KEUTAMAAN SABAR

April 17, 2014


            Dalam kehidupan sehari-hari, kita sering mendengar kata-kata sabar. Misalnya ketika kita mendapat musibah atau ujian, biasanya kita banyak mendapat nasihat agar bersabar terhadap musibah ataupun cobaan yang menimpa. Hal ini sudah sangat maklum, dikerjakan oleh seluruh kaum muslimin. Karena menasihati saudara kita agar bersabar terhadap musibah yang menimpa adalah perintah dari Allah subhanahu wa ta’ala. Ini sebagaimana terdapat firman Allah subhanahu wa ta’ala:
وَالْعَصْرِ (١)إِنَّ الإنْسَانَ لَفِي خُسْرٍ (٢)إِلا الَّذِينَ آمَنُوا وَعَمِلُوا الصَّالِحَاتِ وَتَوَاصَوْا بِالْحَقِّ وَتَوَاصَوْا بِالصَّبْرِ (٣)
“Demi masa. Sesungguhnya manusia itu benar-benar dalam kerugian, Kecuali orang-orang yang beriman dan mengerjakan amal saleh dan nasehat menasehati supaya mentaati kebenaran dan nasehat menasehati supaya menetapi kesabaran.” (QS. Al-‘Ashr: 1-3)

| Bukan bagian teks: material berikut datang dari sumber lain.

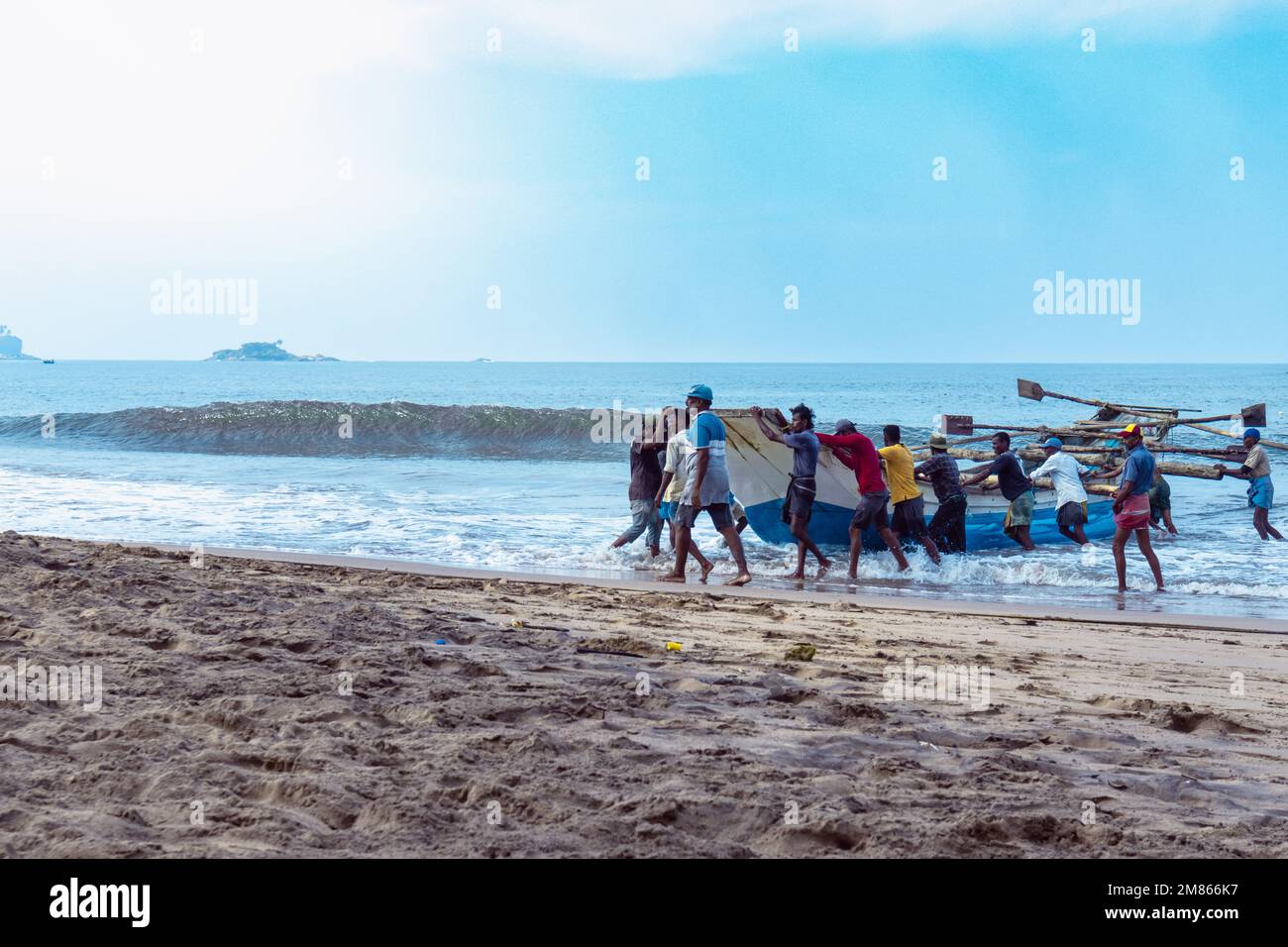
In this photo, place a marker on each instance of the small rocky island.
(11, 347)
(265, 352)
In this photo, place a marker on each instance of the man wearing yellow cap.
(1131, 505)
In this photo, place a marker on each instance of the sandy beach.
(273, 709)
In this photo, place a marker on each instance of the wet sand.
(502, 716)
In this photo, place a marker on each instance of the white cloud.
(189, 110)
(669, 38)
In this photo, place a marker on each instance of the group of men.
(696, 478)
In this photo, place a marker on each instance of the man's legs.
(948, 526)
(855, 548)
(734, 541)
(893, 545)
(639, 523)
(1020, 534)
(800, 530)
(655, 530)
(1142, 541)
(1121, 557)
(682, 553)
(1261, 521)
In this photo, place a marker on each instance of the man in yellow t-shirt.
(910, 509)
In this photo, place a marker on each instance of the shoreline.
(906, 602)
(327, 710)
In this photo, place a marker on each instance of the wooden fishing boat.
(760, 468)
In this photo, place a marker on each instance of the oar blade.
(1029, 389)
(1254, 415)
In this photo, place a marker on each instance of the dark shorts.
(1072, 514)
(799, 500)
(910, 517)
(871, 512)
(948, 526)
(686, 515)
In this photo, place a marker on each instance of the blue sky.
(210, 142)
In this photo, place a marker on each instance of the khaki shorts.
(1020, 512)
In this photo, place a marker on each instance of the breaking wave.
(321, 428)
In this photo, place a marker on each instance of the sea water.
(86, 451)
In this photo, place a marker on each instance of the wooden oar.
(1034, 392)
(1176, 468)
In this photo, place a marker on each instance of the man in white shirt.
(674, 476)
(1070, 496)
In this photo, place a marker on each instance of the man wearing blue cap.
(706, 488)
(1070, 496)
(1261, 489)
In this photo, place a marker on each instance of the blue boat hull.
(829, 526)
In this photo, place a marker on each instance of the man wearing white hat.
(1070, 496)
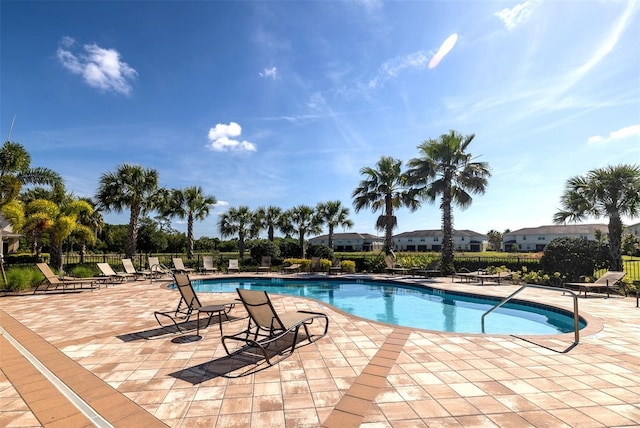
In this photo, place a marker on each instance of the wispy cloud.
(445, 48)
(392, 68)
(629, 131)
(100, 68)
(516, 15)
(269, 72)
(223, 138)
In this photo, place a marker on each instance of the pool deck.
(105, 347)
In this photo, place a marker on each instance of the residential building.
(634, 229)
(351, 241)
(431, 240)
(536, 238)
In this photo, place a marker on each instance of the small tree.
(319, 250)
(573, 257)
(262, 248)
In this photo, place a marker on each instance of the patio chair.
(336, 267)
(265, 264)
(130, 269)
(207, 265)
(55, 281)
(110, 275)
(190, 305)
(392, 267)
(266, 327)
(610, 280)
(315, 264)
(178, 266)
(233, 266)
(293, 268)
(157, 268)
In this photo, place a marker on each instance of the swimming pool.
(411, 306)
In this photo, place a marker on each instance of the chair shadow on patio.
(171, 330)
(243, 362)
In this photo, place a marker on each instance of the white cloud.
(517, 14)
(100, 68)
(222, 138)
(445, 48)
(629, 131)
(392, 68)
(269, 72)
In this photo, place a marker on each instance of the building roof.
(432, 233)
(564, 229)
(352, 236)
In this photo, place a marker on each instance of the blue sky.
(282, 103)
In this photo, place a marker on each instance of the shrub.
(21, 278)
(573, 257)
(319, 250)
(305, 264)
(82, 271)
(375, 264)
(348, 266)
(263, 248)
(290, 248)
(325, 264)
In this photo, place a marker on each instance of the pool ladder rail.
(576, 315)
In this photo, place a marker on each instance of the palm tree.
(612, 192)
(301, 220)
(15, 172)
(192, 204)
(446, 169)
(90, 224)
(385, 189)
(333, 214)
(267, 218)
(133, 187)
(237, 221)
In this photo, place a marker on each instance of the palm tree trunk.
(132, 239)
(447, 234)
(190, 236)
(388, 230)
(56, 256)
(331, 236)
(241, 245)
(615, 243)
(301, 241)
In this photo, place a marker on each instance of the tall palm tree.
(613, 192)
(333, 214)
(237, 221)
(192, 204)
(133, 187)
(90, 224)
(385, 189)
(267, 218)
(301, 220)
(15, 172)
(446, 169)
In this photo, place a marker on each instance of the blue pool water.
(410, 306)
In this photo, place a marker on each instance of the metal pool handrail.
(576, 316)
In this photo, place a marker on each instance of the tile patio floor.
(362, 373)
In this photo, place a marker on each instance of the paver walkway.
(363, 373)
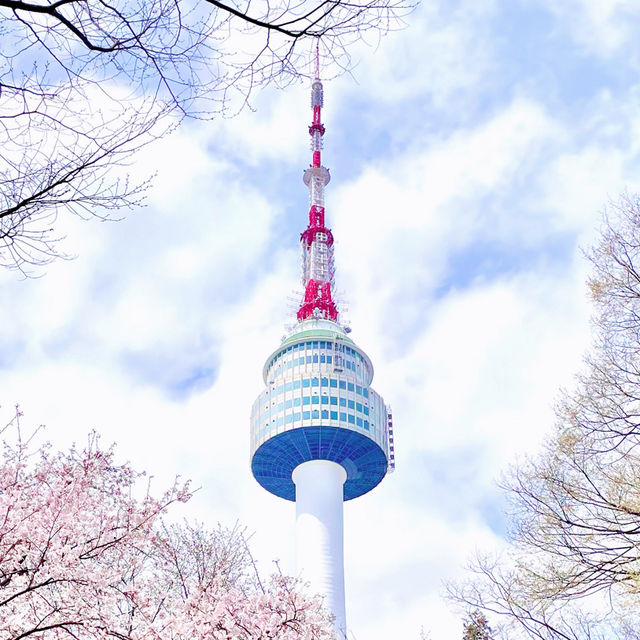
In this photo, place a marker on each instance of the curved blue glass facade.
(274, 461)
(318, 405)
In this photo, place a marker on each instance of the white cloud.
(602, 27)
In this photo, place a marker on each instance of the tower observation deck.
(320, 435)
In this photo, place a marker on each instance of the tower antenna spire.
(317, 240)
(320, 434)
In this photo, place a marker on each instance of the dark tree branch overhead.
(147, 64)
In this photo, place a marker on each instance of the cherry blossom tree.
(84, 555)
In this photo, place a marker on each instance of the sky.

            Sabar menjadi pondasi dalam setiap aktfitas kehidupan kita. Sang da’i bisa terus berdakwah karena sabar, sang guru/dosen bisa terus mengajar karena sabar, kaum muslimin/muslimah bisa terus menjaga shalatnya karena sabar, kaum muslimah bisa istiqamah dengan jilbab syar’inya karena sabar, para ummahat bisa tetap hadir dalam kajian rutin ini karena sabar. Dan seluruh aktifitas yang lainnya bisa tetap berjalan juga karena sabar.

Makna dan Hakikat Sabar

            Secara bahasa (etimologi), sabar berarti melarang/menahan. Adapun secara syari’at (terminology), sabar berarti menahan nafsu dari kekesalan, menahan lisan dari keluhan, dan menahan anggota badan dari ekspresi kesedihan yang berlebihan dan keterlaluan.

            Ada pula yang berkata: “Sabar adalah manjauhi hal-hal yang bertentangan dengan agama, bersikap tenang ketika menghadapi ujian berat, dan menampakkan kecukupan dikala kefakiran datang ke tengah medan kehidupan.”

            Syaikh Muhammad bin Shalih al ‘Utsaimin mengatakan “Secara syari’at sabar berarti menahan diri dari tiga hal: Pertama, sabar untuk ta’at kepada Alloh. Kedua, sabar dari hal-hal yang diharamkan. Ketiga, sabar terhadap takdir. Itulah macam-macam sabar yang disebutkan oleh ahli ilmu.

            Masalah pertama, hendaknya manusia sabar untuk taat kepada Alloh, karena ketaatan adalah sangat berat dan sulit bagi manusia. Begitu juga berat bagi badan sehingga menjadikan manusia lemah dan capek. Ketaatan juga menimbulkan kesulitan dari aspek keuangan, seperti masalah zakat dan masalah haji.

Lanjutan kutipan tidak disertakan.